Carlos started off his talk with a refreshing video about his passion by WYD Productions:
Unlike in the first part of the Lessons on Leadership blog post, which was intended for a more mature, somewhat socially-conscious, borderline political audience, his talk this time was intended for a much younger and privileged bunch. They are bred and polished to become one of the front-runners of the industry. And it is safe to say that these students, when released into the real world, will significantly add to the representation of Filipinos not just in the local market, but also in the international field. They, like some of their counterparts in other established and top schools in the Philippines, will be holding a lot of deciding power in the future of the country.
With all these reasons, Carlos' talk went to a direction that encouraged the students to go out and explore the rest of the Manila and the entire country with a different perspective. The ironic thing about the Philippines is that, the more privilege you're born into, the more sheltered you're going to be raised all your life. As much as it makes complete sense, it's not going to help someone become an effective leader someday if they barely know anything about the country outside of gated communities and highly exclusive leisure centres.
Carlos shared his love for Manila, the art that he's devoting to Manila and the hardships that will unavoidably go along with one's pursuit of passion. There's so many fascinating things about the Philippines that most people in the country are not aware of. Although it is good, if not necessary in our day and age to be immersed in world culture, we still shouldn't forget our very own. Manila for one, has always kept such an exciting past that is being carried over to the present. An effective leader is someone who sees the big picture, which means that they have to see everything in its entirety -not just the areas that look somehow safe and picturesque.
We discussed that there's been an internal predicament with some people living that particular lifestyle because they were born and raised in a certain country but they can speak English better than any of the local languages. These people are a lot more familiar with some foreign country's geography, language, people and everything in their culture, that they sort of develop this weird "identity confusion" that is very similar with what Filipino-Canadians (Fil-Ams and etc.) are going through. I completely understand how that could happen, but the idea seems stranger because all of it is literally just beyond those tall, thick and concrete walls outside of their exclusive little community.

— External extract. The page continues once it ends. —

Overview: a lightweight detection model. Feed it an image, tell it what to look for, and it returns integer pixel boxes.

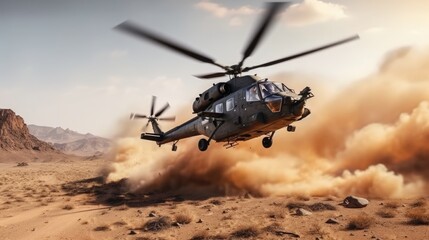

The talk was very well delivered by Carlos, who admitted that he shared a lot of similarities with the students in terms of their background. But he also enumerated the wonderful things he learned through-out the way as he was pursuing his life dreams. Some of the great things, he had to strive for, while some, simply landed in his lap as if it was just meant to be. Although it is advantageous to be born and raised privileged, leadership is not something that can be inherited like all the resources and influence. It could perhaps land someone the position, but it will not be sustainable if the leadership was not truly earned.